Brooke Fossey, THE BIG FINISH

Brooke Fossey, THE BIG FINISH

Zibby Owens: Brooke Fossey was once an aerospace engineer with a secret clearance before she traded it all in for motherhood and writing. She’s a past president and an honorary lifetime member of DFW Writers’ Workshop. Her work can be found in numerous publications including Ruminate Magazine and SmokeLong Quarterly. Her debut novel, The Big Finish, was published from Penguin/Berkley. When she’s not writing, you can find her in Dallas, Texas, with her husband, four kids, and their dog Rufus. She still occasionally does math.

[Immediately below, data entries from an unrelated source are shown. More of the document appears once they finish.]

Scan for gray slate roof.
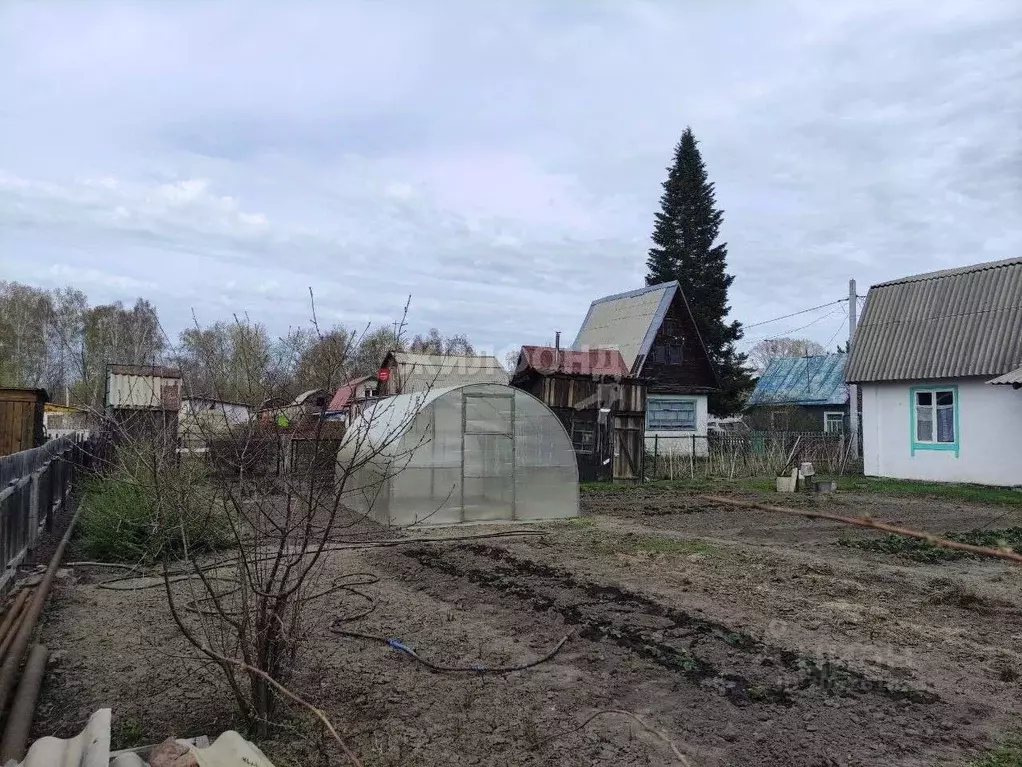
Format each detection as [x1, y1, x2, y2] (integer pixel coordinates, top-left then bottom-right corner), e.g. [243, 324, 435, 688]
[391, 352, 509, 394]
[571, 282, 680, 371]
[845, 258, 1022, 384]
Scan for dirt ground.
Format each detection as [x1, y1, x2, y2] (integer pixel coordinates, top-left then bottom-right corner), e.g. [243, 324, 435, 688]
[35, 488, 1022, 767]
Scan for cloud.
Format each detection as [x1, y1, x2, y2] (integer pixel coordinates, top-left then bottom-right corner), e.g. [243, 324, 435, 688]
[0, 0, 1022, 355]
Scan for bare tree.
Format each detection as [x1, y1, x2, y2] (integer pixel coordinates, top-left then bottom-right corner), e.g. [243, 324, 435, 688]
[0, 281, 53, 387]
[97, 296, 429, 764]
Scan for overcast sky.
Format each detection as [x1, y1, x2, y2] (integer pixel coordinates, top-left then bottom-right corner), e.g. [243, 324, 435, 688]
[0, 0, 1022, 353]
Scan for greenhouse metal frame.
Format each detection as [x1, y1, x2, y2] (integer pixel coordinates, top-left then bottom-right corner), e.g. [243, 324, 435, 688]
[337, 384, 578, 526]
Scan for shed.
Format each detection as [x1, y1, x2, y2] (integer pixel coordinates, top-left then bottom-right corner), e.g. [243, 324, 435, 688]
[511, 346, 646, 481]
[745, 354, 848, 434]
[336, 384, 578, 526]
[105, 365, 181, 457]
[0, 389, 47, 455]
[377, 352, 508, 397]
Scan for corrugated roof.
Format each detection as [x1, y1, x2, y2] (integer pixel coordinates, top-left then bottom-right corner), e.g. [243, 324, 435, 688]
[986, 367, 1022, 386]
[106, 365, 181, 378]
[745, 354, 848, 406]
[518, 346, 631, 378]
[389, 352, 509, 394]
[571, 282, 680, 370]
[845, 258, 1022, 384]
[326, 375, 376, 410]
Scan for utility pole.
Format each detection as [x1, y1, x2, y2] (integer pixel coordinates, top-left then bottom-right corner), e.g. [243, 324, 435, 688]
[847, 279, 860, 458]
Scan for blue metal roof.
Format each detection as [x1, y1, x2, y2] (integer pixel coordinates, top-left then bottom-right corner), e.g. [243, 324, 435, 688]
[745, 354, 848, 406]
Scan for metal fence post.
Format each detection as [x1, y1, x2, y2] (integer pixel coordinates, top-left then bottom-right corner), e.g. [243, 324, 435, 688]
[26, 468, 44, 551]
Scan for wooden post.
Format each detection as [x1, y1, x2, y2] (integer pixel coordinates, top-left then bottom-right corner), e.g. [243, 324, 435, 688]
[27, 468, 45, 551]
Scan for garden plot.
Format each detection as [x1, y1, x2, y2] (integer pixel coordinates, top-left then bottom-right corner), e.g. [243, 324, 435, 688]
[27, 488, 1022, 767]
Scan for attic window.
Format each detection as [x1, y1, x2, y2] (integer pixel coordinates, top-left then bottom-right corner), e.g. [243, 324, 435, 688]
[651, 344, 682, 365]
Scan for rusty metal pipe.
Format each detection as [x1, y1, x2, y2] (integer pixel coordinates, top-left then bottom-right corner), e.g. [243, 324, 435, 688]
[0, 589, 32, 663]
[0, 587, 32, 658]
[0, 508, 82, 724]
[0, 644, 49, 764]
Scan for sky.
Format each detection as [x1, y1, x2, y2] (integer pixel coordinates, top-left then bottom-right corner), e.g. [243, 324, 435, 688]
[0, 0, 1022, 364]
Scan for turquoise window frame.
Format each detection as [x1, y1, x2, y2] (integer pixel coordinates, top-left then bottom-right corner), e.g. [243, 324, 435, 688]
[646, 396, 699, 433]
[909, 384, 962, 458]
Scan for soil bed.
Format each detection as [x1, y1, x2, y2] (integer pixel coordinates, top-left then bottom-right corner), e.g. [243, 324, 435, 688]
[27, 488, 1022, 767]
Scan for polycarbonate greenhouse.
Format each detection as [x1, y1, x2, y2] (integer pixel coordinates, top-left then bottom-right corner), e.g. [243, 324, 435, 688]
[337, 384, 578, 526]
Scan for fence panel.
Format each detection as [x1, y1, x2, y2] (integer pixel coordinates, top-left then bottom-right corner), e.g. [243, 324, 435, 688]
[0, 436, 92, 594]
[644, 432, 862, 480]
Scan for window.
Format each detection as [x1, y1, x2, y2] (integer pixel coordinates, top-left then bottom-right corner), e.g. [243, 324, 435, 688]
[571, 421, 596, 455]
[911, 387, 959, 455]
[646, 400, 696, 431]
[824, 410, 844, 434]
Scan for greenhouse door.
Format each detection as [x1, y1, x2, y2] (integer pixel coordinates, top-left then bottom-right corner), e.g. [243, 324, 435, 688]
[461, 392, 515, 522]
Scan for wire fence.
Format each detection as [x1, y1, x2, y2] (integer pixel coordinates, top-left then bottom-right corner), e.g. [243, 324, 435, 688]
[0, 435, 104, 594]
[643, 432, 863, 480]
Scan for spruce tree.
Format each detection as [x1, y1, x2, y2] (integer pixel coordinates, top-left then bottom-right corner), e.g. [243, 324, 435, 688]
[646, 128, 752, 415]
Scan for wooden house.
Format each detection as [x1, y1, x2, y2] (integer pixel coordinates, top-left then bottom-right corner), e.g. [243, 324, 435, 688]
[845, 258, 1022, 487]
[745, 354, 848, 434]
[511, 346, 646, 481]
[572, 281, 719, 454]
[0, 389, 47, 455]
[376, 352, 508, 397]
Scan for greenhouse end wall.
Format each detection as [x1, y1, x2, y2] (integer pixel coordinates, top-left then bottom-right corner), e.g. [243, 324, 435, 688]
[337, 384, 578, 526]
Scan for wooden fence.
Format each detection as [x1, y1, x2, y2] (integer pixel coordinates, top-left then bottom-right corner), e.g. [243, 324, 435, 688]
[644, 432, 863, 480]
[0, 436, 96, 595]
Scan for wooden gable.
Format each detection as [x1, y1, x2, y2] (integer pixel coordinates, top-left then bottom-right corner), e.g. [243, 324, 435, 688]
[635, 290, 719, 394]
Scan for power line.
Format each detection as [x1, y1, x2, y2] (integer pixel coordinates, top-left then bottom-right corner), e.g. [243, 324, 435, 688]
[743, 299, 848, 332]
[742, 302, 840, 345]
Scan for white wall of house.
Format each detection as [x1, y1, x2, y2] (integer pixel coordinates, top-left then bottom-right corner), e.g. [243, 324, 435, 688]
[646, 394, 709, 455]
[861, 378, 1022, 486]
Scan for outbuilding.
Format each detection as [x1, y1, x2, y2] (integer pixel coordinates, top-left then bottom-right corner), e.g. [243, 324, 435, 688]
[846, 258, 1022, 486]
[336, 384, 578, 526]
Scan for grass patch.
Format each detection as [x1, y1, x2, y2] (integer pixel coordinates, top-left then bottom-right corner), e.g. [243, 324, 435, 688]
[968, 740, 1022, 767]
[81, 473, 230, 565]
[837, 477, 1022, 506]
[593, 535, 717, 556]
[838, 528, 1022, 562]
[578, 477, 775, 495]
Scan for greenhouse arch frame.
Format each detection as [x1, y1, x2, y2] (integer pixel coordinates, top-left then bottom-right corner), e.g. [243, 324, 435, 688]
[336, 384, 578, 526]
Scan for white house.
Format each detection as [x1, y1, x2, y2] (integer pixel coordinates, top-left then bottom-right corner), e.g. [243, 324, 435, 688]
[572, 281, 719, 455]
[845, 259, 1022, 486]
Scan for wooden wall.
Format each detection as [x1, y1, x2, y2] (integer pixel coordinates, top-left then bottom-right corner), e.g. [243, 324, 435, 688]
[636, 294, 717, 394]
[512, 374, 646, 482]
[525, 375, 646, 413]
[0, 389, 46, 455]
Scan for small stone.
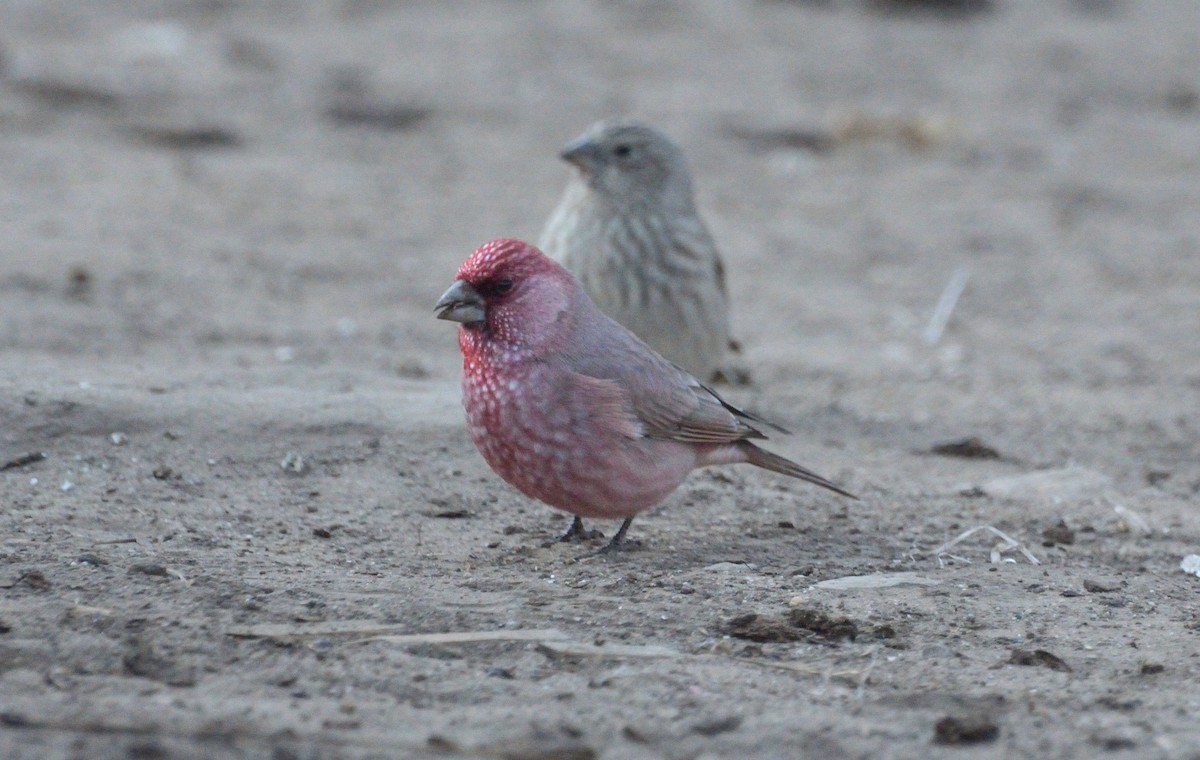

Thanks so much for coming on “Moms Don’t Have Time to Read Books.”

Brooke Fossey: I’m so excited to be here.

Zibby: Can you please tell listeners what The Big Finish is about? Congratulations on your debut novel. It’s really exciting.

Brooke: Thank you. The Big Finish is about an eighty-eight-year-old named Duffy Sinclair. He’s living his last days in peace at Centennial Assisted Living except it’s all disrupted when his roommate’s troubled granddaughter climbs through their bedroom window. He has to reassess his legacy and his past and make some decisions as chaos ensues.

Zibby: I was so interested that you would choose to tell a story from the point of view of an eighty-eight-year-old man. Tell me about that. How did you come up with the idea for this book?

Brooke: I always say I have an eighty-eight-year-old man living inside of me somewhere. I’m like an old . Truly, I came up with the idea when I was visiting my grandpa at the assisted living. I would bring all of my kids. Like you, I have four children. It was chaos. It was controlled chaos. I did a lot of just collecting them, trying to make sure they didn’t run away. I was inspired because everyone there, despite their age, had such rich histories and such fantastic personalities. I decided they all deserved a book. More than that, they deserved to be the heroes of the book. That was the seed. I loosely based my main character off of my grandpa. Josie, who’s troubled but also brings a lot of joy, is kind of my kids, basically, is how it happened.

Zibby: I feel like a lot of trouble and a lot of joy is a good description of basically any kid.

Brooke: A hundred percent.

Zibby: I saw the picture of you with your four kids seeing your book in a bookstore for the first time on Instagram. That was so great. How exciting.

Brooke: I had one teenager that was underwhelmed by it all, but what are you going to do?

Zibby: I have two almost thirteen-year-olds. I relate to that montage. Did you give your grandfather the book? Did he get a chance to read it?

Brooke: You know what? He passed before I had finished. In fact, I think I may have finished a draft, but he did not get to see it published. I know he’s smiling down on me. He’s probably pretty proud.

Zibby: What was the process like writing this novel? Why write a novel now? Where did that come from in your life?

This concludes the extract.